If your writing goal is to complete a novel- kind of like a bucket list item, then once you write that last sentence, add The End, and close the page, you’ve reached your writing goal. Maybe for you then the completion of each chapter would be your writing milestones. It would be important for you to celebrate finishing each chapter because each one is a huge milestone. Many people dream of writing a novel. Many people even start one. Not many people though can actually write chapter after chapter until the story is complete. As most of you know, that is a very big deal!
But what if your writing goal is to see your novel published, sitting on the shelves of a major bookstore (or better yet- the small independent ones), and eventually in the hands of an eager young reader? Well, I can’t speak for everyone, but I can speak for myself. That IS my writing goal and for me there are so many milestones to hit along the way. Here a just a few of mine:
The first time someone said they loved my story. After I completed my first novel, I sent it to a friend to read. She called to say it was amazing and that she had tears in her eyes as she read the ending. The next day another friend’s 10 year-old daughter, Juliana, left me a voice mail saying that she hated reading but she loved my book. She told me it was the best book she had ever read. I saved her message on that answering machine for three years!
The first time another writer said my work was good. My writing journey has been different from many other writers I know. I didn’t write in high school or college, or dream of becoming an author when I was young. I simply had a story idea that I couldn’t get out of my head. I had written an entire novel (the one Juliana read) plus one full chapter of the second before I hit this milestone. After my first novel was rejected 12 times, I began work on another. (The first was not worth revising). I found a critique group and they read my first chapter. After getting all those rejections, hearing I had potential from my new writing friends was life changing for me, and definitely cause for celebration!
My first full manuscript request from a literary agent. This came from my dream agent for my second novel. This request literally brought me to tears. I felt it was some sort of validation- that even if she didn’t ultimately take me on as a client (she didn’t), at least I didn’t stink. My writing couldn’t be that bad if she read the first ten pages and was interested in reading more. I celebrated this milestone with everyone in my family for longer than I care to admit!
My first revise and resubmit request. This came from another dream agent for my third novel. She sent me an email the equivalent of four written pages of things she loved about the book and suggestions on how to make it better. I worked on her suggestions (which were awesome by the way) and resubmitted it. She ultimately passed because she had too many spec fiction books on her list at that point, but boy did I celebrate the fact that an amazing agent loved my work enough to help me make it better!

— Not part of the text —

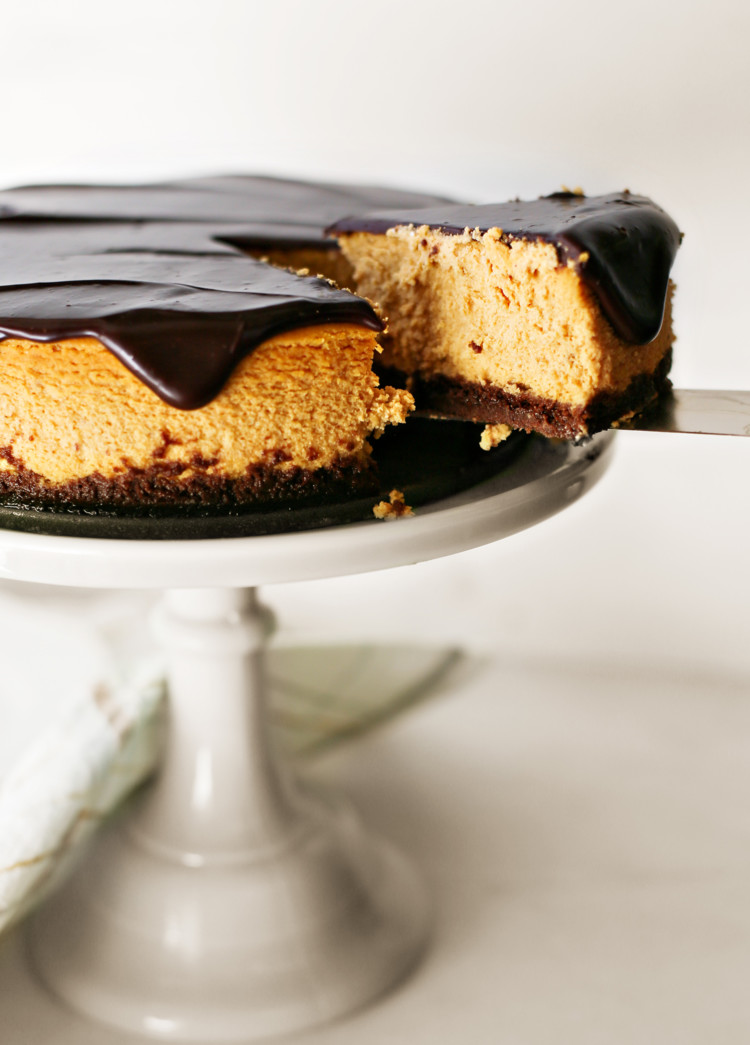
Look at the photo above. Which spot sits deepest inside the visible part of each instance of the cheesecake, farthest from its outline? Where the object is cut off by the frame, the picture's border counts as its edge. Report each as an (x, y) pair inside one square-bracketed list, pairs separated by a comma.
[(552, 316)]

I hope I’ll have more milestones to share with you in the months to come. But as I sit here and think about the ones I’ve already hit (even the small ones like writing my first query letter), I can’t help but celebrate each small victory. They’ll add up to bigger ones eventually, but until then I’ll toast to whatever I can. And I hope you will too. Writing is hard. It takes patience and perseverance. But it helps to have check points. It helps to applaud yourself along the way. So cheers to you… and all the writing milestones you’ve hit already. I’d love to hear about them in the comment box so please tell us about a milestone you’ve hit. I bet we all can relate to it!